# HB 1448 :: what is this one about ???



## prairie hunter (Mar 13, 2002)

HB 1448 - (Introduced by Rep's Nelson, DeKrey, Froelich, Solberg; Sen's Erbele, Nichols) - Would require a nonresident to include on the application a legal description of the land on which the applicant intends to hunt, and, upon request, an applicant shall provide proof that the applicant has permission to hunt on the land described on the application. This bill also would prohibit the governor from limiting the number of nonresident hunting licenses for any open season. Referred to Natural Resources Committee. No hearing set


----------



## muzzy (Mar 21, 2002)

Bad bill, if Nelson's name or Dekrey' name is on the bill, it is usually automatically a bad bill if it concerning game and fish.


----------



## Perry Thorvig (Mar 6, 2002)

The legal description bill is absolutely crazy!!!!!!

I hunt where the birds are within an area of 50 miles by 50 miles. That's 2,500 sq. miles that I search for birds. What is the legal description for that?

Stupid!


----------



## KEN W (Feb 22, 2002)

this bill makes no sense whatsoever.I would think any non-res would not favor this.


----------



## prairie hunter (Mar 13, 2002)

I thought about this one. Designed to assist outfitters ?

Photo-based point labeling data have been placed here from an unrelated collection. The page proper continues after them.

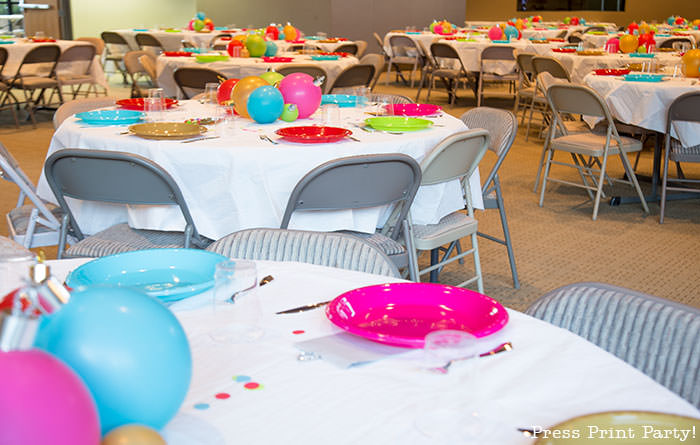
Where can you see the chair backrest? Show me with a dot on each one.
(354, 76)
(361, 48)
(357, 182)
(657, 336)
(321, 248)
(78, 106)
(502, 126)
(551, 65)
(193, 80)
(97, 42)
(312, 70)
(350, 48)
(114, 177)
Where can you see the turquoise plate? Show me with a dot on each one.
(166, 274)
(110, 117)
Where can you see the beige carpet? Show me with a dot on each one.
(554, 245)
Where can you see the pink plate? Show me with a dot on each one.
(402, 314)
(414, 109)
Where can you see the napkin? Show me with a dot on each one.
(347, 350)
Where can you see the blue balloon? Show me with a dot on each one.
(265, 104)
(128, 348)
(271, 49)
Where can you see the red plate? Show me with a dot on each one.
(277, 59)
(313, 134)
(137, 103)
(611, 72)
(177, 54)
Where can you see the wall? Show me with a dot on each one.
(90, 17)
(635, 10)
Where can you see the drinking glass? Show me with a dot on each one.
(154, 105)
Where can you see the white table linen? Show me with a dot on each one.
(549, 376)
(239, 67)
(239, 182)
(645, 104)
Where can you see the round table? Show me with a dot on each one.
(239, 67)
(550, 375)
(240, 181)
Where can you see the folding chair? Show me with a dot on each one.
(36, 223)
(685, 108)
(121, 178)
(577, 99)
(455, 157)
(193, 80)
(359, 182)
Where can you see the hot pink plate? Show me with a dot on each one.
(414, 109)
(402, 314)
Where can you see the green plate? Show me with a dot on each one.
(207, 58)
(398, 123)
(628, 427)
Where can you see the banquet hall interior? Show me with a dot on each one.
(560, 235)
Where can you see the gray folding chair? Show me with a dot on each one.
(321, 248)
(577, 99)
(121, 178)
(494, 54)
(657, 336)
(502, 126)
(455, 157)
(36, 223)
(193, 80)
(353, 76)
(685, 108)
(357, 182)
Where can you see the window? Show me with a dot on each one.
(571, 5)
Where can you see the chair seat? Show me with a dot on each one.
(122, 238)
(591, 144)
(454, 226)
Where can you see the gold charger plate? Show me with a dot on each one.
(167, 130)
(620, 427)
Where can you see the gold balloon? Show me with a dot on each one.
(629, 43)
(691, 63)
(133, 435)
(242, 90)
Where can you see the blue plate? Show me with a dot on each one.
(110, 117)
(166, 274)
(643, 77)
(325, 57)
(343, 100)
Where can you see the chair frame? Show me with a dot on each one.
(684, 108)
(114, 177)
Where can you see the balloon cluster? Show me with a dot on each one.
(272, 96)
(201, 23)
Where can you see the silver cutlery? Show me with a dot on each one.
(507, 346)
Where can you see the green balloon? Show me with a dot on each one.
(290, 113)
(272, 77)
(256, 45)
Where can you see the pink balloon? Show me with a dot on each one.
(495, 33)
(42, 401)
(299, 89)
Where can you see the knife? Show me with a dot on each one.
(305, 308)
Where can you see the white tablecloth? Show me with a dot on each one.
(16, 52)
(549, 376)
(645, 104)
(239, 67)
(241, 182)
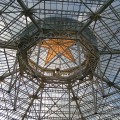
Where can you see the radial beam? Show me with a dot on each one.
(78, 106)
(97, 13)
(4, 44)
(5, 75)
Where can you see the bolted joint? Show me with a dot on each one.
(110, 84)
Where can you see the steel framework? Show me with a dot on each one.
(87, 89)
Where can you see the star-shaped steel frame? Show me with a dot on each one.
(58, 46)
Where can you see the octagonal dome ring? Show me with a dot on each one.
(59, 53)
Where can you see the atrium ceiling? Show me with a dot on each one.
(59, 60)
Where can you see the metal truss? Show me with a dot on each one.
(86, 90)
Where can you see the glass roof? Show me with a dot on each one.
(60, 59)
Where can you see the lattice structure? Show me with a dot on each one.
(59, 60)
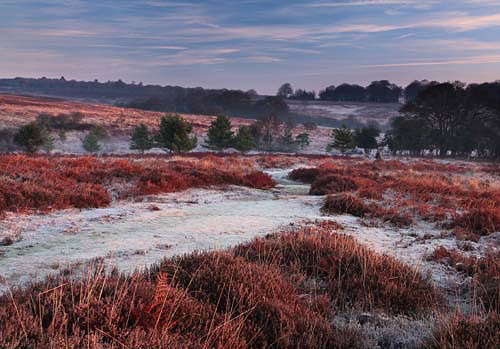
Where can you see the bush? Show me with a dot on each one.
(485, 273)
(351, 274)
(344, 204)
(31, 137)
(259, 180)
(42, 183)
(481, 220)
(462, 332)
(305, 175)
(332, 183)
(209, 300)
(91, 143)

*If a NR hunter is using an outfitter, he simply would list the land description provided by the outfitter. Thus any NR using a guide or outfitter is guaranteed a license through this bill. *

Guess the freelancer could list the land description for a WPA ? Stuck there then ?


----------



## Old Hunter (Mar 8, 2002)

prairie hunter bullseye! Sen Bob Erbele has a hunting operation near LehrND. He has a stepson who lives in Bismark who opperates a guiding operation on Erbele land. The service is controlling other land in the area also. Isn't this a conflict of interest ? Its a shame when people get into public office and they pass legislation with the intent of making money personally good luck


----------



## Nick Roehl (Mar 7, 2002)

Absolutely pathetic, no others words to describe it. Well there are some other words, but I won't go there. Like muzzy said if Nelson's name is on it you might as well throw it out.


----------



## goosehtr4life (Dec 16, 2002)

uke: This is the STUPIDEST bill I have ever seen.


----------



## Dan Bueide (Jul 1, 2002)

Failed on House Floor today 3-90.


----------